Rex Features via AP Images
Leonard Nimoy as Mr. Spock, giving the 'Live Long and Prosper' salute on his home planet of Vulcan, in Episode 34 ('Amok Time') of 'Star Trek.' (Rex Features via AP Images)

My Vulcan Savior: NDN Geek Says Goodbye to Leonard Nimoy

Jeffrey Veregge

I don’t know where to begin really.  Star Trek has been such a big part of who I am since I was a teenager.  Countless movies, hours upon hours of watching the reruns on TV and yes, dressing up as a Vulcan from time to time just because I wanted to feel like I was in there.

Yesterday I lost what I consider an Uncle.  Leonard Nimoy was more than just an actor to me.  He was equal parts family and savior.  His portrayal of Spock gave me a hero who could look at the impossible and find an answer, a character void of emotions but full of humanity.  He was every bit as real to me as the family that surrounded me on my rez.

Star Trek saved me, and Leonard Nimoy was one its angels.

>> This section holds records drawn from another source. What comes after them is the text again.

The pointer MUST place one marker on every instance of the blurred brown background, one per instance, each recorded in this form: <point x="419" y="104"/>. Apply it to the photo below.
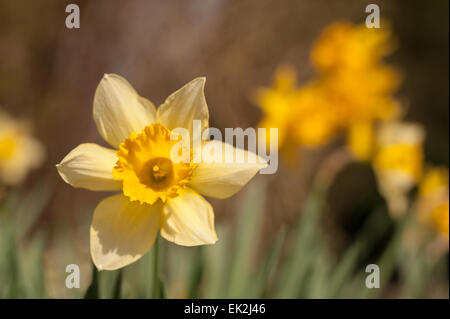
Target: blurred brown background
<point x="49" y="73"/>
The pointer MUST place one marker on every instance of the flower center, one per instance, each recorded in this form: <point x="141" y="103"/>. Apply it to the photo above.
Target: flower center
<point x="7" y="147"/>
<point x="160" y="172"/>
<point x="145" y="166"/>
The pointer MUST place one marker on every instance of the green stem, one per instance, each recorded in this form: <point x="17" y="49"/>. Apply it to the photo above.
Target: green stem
<point x="93" y="290"/>
<point x="156" y="275"/>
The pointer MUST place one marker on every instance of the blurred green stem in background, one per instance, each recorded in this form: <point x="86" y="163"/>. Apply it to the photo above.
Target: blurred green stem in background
<point x="93" y="290"/>
<point x="158" y="285"/>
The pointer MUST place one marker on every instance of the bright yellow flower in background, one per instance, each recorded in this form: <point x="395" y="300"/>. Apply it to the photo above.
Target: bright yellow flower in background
<point x="19" y="151"/>
<point x="433" y="200"/>
<point x="398" y="162"/>
<point x="156" y="193"/>
<point x="357" y="83"/>
<point x="302" y="115"/>
<point x="353" y="91"/>
<point x="343" y="45"/>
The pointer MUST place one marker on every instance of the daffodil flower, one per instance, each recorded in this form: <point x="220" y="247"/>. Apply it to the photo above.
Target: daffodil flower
<point x="398" y="162"/>
<point x="156" y="193"/>
<point x="20" y="152"/>
<point x="433" y="200"/>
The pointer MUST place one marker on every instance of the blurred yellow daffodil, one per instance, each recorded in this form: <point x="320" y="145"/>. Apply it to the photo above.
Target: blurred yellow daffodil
<point x="357" y="83"/>
<point x="398" y="162"/>
<point x="301" y="114"/>
<point x="19" y="151"/>
<point x="352" y="92"/>
<point x="434" y="199"/>
<point x="156" y="193"/>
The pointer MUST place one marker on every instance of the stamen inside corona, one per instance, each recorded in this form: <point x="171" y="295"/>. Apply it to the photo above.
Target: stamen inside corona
<point x="146" y="168"/>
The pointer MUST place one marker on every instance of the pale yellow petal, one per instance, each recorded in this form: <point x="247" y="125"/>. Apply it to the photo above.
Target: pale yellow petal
<point x="90" y="166"/>
<point x="119" y="110"/>
<point x="184" y="106"/>
<point x="122" y="231"/>
<point x="188" y="220"/>
<point x="215" y="177"/>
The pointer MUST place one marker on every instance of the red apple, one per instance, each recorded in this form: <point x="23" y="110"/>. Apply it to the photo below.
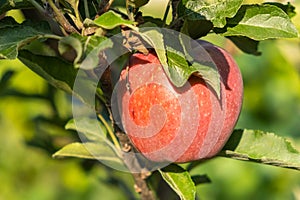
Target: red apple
<point x="170" y="124"/>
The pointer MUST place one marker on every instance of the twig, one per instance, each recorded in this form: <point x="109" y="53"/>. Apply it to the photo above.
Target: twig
<point x="129" y="11"/>
<point x="131" y="162"/>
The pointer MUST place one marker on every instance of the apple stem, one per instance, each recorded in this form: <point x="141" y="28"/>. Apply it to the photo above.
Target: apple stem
<point x="119" y="137"/>
<point x="167" y="12"/>
<point x="110" y="132"/>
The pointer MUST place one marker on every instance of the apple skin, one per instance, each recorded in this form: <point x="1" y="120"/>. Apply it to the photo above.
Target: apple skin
<point x="170" y="124"/>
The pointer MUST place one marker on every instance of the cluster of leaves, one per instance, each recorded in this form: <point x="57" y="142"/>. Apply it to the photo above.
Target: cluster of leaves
<point x="56" y="44"/>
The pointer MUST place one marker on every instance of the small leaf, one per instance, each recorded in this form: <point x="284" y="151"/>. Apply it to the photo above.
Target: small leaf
<point x="57" y="72"/>
<point x="180" y="181"/>
<point x="138" y="3"/>
<point x="111" y="20"/>
<point x="6" y="5"/>
<point x="196" y="28"/>
<point x="200" y="179"/>
<point x="259" y="22"/>
<point x="68" y="43"/>
<point x="247" y="45"/>
<point x="261" y="147"/>
<point x="215" y="11"/>
<point x="180" y="60"/>
<point x="89" y="150"/>
<point x="13" y="35"/>
<point x="289" y="9"/>
<point x="89" y="127"/>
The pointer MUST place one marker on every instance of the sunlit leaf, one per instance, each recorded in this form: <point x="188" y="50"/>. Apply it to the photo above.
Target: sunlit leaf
<point x="6" y="5"/>
<point x="215" y="11"/>
<point x="96" y="151"/>
<point x="13" y="35"/>
<point x="260" y="22"/>
<point x="111" y="20"/>
<point x="180" y="181"/>
<point x="262" y="147"/>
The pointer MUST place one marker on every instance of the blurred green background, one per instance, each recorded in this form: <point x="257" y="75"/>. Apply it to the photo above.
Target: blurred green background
<point x="33" y="114"/>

In my darkest hours growing up, I knew I could turn to Trek.  It gave me the escape that I needed. It was a wagon train to the stars—I was swept away as soon as I turned on my TV, put in a video or opened a comic or novel.  Some may ask, what about God? I would simply tell them in my most Vulcan-like tone that I believe that God knew who I was at the time and knew what would best reach and preserve my fragile state of mind.  I would not be here today if it was not for Trek and more importantly Leonard Nimoy, William Shatner and Deforest Kelly.

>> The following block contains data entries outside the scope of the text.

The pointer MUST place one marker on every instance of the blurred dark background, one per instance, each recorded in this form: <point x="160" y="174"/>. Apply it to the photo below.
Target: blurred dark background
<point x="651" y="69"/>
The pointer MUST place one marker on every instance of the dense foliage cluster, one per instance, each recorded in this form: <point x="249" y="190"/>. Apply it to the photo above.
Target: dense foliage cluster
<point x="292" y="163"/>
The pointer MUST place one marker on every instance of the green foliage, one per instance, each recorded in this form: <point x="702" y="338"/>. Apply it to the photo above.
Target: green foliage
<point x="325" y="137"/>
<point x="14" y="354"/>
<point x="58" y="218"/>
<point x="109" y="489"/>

Fifteen years ago I had a chance to finally meet two of these men who shaped my life, and kept me going when nothing else would, at a Star Trek Convention.  Deforest had passed, but both Bill and Leonard did not disappoint.   While we were waiting in line to get our autographs Leonard took notice of me and my family.  My oldest son Morgan was only 5 at the time and although he loved the costumes, he was a bit bored, and being at the back of the line did not make things better for him.  It was at that time that Leonard had his assistant come over to us.

I’ll never forget the following moments.

“Mr. Nimoy was wondering if it would be okay if your son came and sat with him while he signed autographs,” the assistant said.

I was awestruck. My hero not only saw me and my family there, he cared! "Of course he can," was my response, secretly wishing I too could join them and tell him what he meant to me.  So as my wife and I approached the stage, I could see my son talking with one of my saviors. He was laughing and playing finger games.  I instantly teared up.  Locking eyes with my hero, I wanted to tell him what he meant to me, but in that moment I coult tell that he already knew. To this day, that remains one of my all-time favorite memories.

I cried hard when I heard the news that Leonard had died, and not just for a man who lived a long life and truly prospered. I wept for someone who carried me through the tough times of adolescence and helped lay the foundation of who I am today.

Live Long and Prosper, Leonard Nimoy. You have been, and shall always be, my friend.